Question 5: (0.5 Marks)

If we are using a reliable transport protocol such as TCP, the sender has to eventually retransmit all the fragments again. In our example, the fragments would be incomplete and we will not see any reply as the receiver would discard it.

Exercise 3: Understanding the Impact of Network Dynamics on Routing (2.5 marks)

Question 1. (0.5 Marks)

Node 0 is sending packets to node 5 and Node 2 is transmitting to Node 5. The transmitted packets follow the route 0-1-4-5 & 2-3-5 respectively and the routes does not change over time.

Question 2. (0.5 Marks)

At time t=1.0, link 1-4 goes down, but the route between node 0 and node 5 does not change. As a result node 0 is unable to reach node 5.

At time t=1.2, link 1-4 goes up again, and the packets that were waiting at node 1 are now forwarded to node 4 and, eventually node 5.

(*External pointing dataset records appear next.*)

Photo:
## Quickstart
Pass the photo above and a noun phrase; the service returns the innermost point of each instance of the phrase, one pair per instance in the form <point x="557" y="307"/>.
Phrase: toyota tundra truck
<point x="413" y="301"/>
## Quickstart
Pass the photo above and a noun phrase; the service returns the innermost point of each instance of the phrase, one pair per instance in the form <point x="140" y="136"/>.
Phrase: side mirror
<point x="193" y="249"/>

Traffic between Node 2 and 5 remains unaffected.

Question 3. (0.5 Marks)

We observe additional control traffic whereby DV protocol is exchanging information to build its forwarding table. Now, when link 1-4 goes down, the DV routing protocol discovers a different route (0-1-2-3-5) and uses it. Once link 1- 4 becomes available again, the routing protocol reverts to the original route (0-1-4-5), since it has a lower cost (in terms of number of hops to destination).

Question 4. (0.5 Marks)

This changes the cost of link 1-4 to 3 (the cost of the rest of the links is assumed to be 1, implicitly). We can notice that the flow between Nodes 0 and 5 now uses route 0-1-2-3-5 (total cost=4), because the cost of this route becomes lower that the cost of 0-1-4-5 (total cost=5).

Question 5. (0.5 Marks)

Consider the route between Nodes 0-5 and 2-5 in this scenario. Total cost between Nodes 0-5 is 5 through route 0-1-4-5 and the total cost is 6 through route 0-1-2-3-5. Flow follows the total least cost path. However, for traffic between 2-5 we have two routes of equal total cost 2-3-5 and 2-1-4-5. Both routes now have equal cost to the destination. Since the network is now using multipath routing, node 2 will split traffic equally on both these paths.